🤖 AI Summary
Large language models (LLMs) still suffer from factual inaccuracies, citation mismatches, and inappropriate refusals when generating verifiable, trustworthy responses. To address these challenges, we propose a reinforcement learning framework that requires no human-annotated reasoning traces. Our method introduces the first multi-stage GRPO (Gradient-based Reinforcement Policy Optimization) training paradigm, decoupling optimization of answer/citation generation from refusal decisions. We design a reasoning-free, verifiability-aware reward function that jointly optimizes response correctness, citation sufficiency, and refusal appropriateness. The approach integrates retrieval-augmented generation (RAG), GPT-4-distilled instruction fine-tuning, and multi-task evaluation on long-context QA benchmarks (ASQA, QAMPARI, ELI5, ExpertQA). Experiments demonstrate substantial improvements in identifying unanswerable questions and citation accuracy, outperforming instruction-fine-tuned baselines across multiple benchmarks and significantly enhancing factual consistency and response verifiability of LLMs.
📝 Abstract
Generating grounded and trustworthy responses remains a key challenge for large language models (LLMs). While retrieval-augmented generation (RAG) with citation-based grounding holds promise, instruction-tuned models frequently fail even in straightforward scenarios: missing explicitly stated answers, citing incorrectly, or refusing when evidence is available. In this work, we explore how reinforcement learning (RL) and internal reasoning can enhance grounding in LLMs. We use the GRPO (Group Relative Policy Optimization) method to train models using verifiable outcome-based rewards targeting answer correctness, citation sufficiency, and refusal quality, without requiring gold reasoning traces or expensive annotations.

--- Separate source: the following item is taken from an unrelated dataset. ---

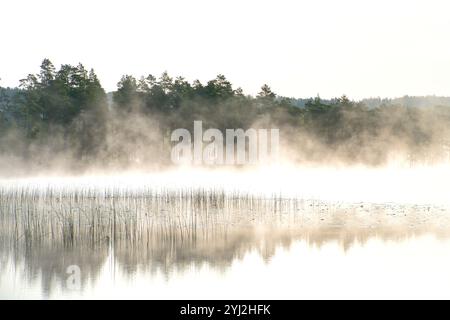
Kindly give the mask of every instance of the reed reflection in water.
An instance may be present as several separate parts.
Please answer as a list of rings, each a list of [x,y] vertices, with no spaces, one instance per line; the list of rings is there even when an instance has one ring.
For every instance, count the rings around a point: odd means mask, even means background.
[[[5,282],[14,281],[25,287],[25,297],[31,287],[44,298],[70,291],[71,265],[82,271],[83,297],[102,279],[105,265],[125,279],[169,281],[205,267],[226,277],[249,255],[270,263],[280,249],[289,251],[296,243],[318,250],[333,243],[346,252],[371,239],[402,242],[432,234],[447,241],[450,226],[445,207],[221,190],[4,188],[0,193],[0,293],[6,298],[17,296],[5,292]]]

Through comprehensive experiments across ASQA, QAMPARI, ELI5, and ExpertQA we show that reasoning-augmented models significantly outperform instruction-only variants, especially in handling unanswerable queries and generating well-cited responses. A two-stage training setup, first optimizing answer and citation behavior and then refusal, further improves grounding by stabilizing the learning signal. Additionally, we revisit instruction tuning via GPT-4 distillation and find that combining it with GRPO enhances performance on long-form, generative QA tasks. Overall, our findings highlight the value of reasoning, stage-wise optimization, and outcome-driven RL for building more verifiable and reliable LLMs.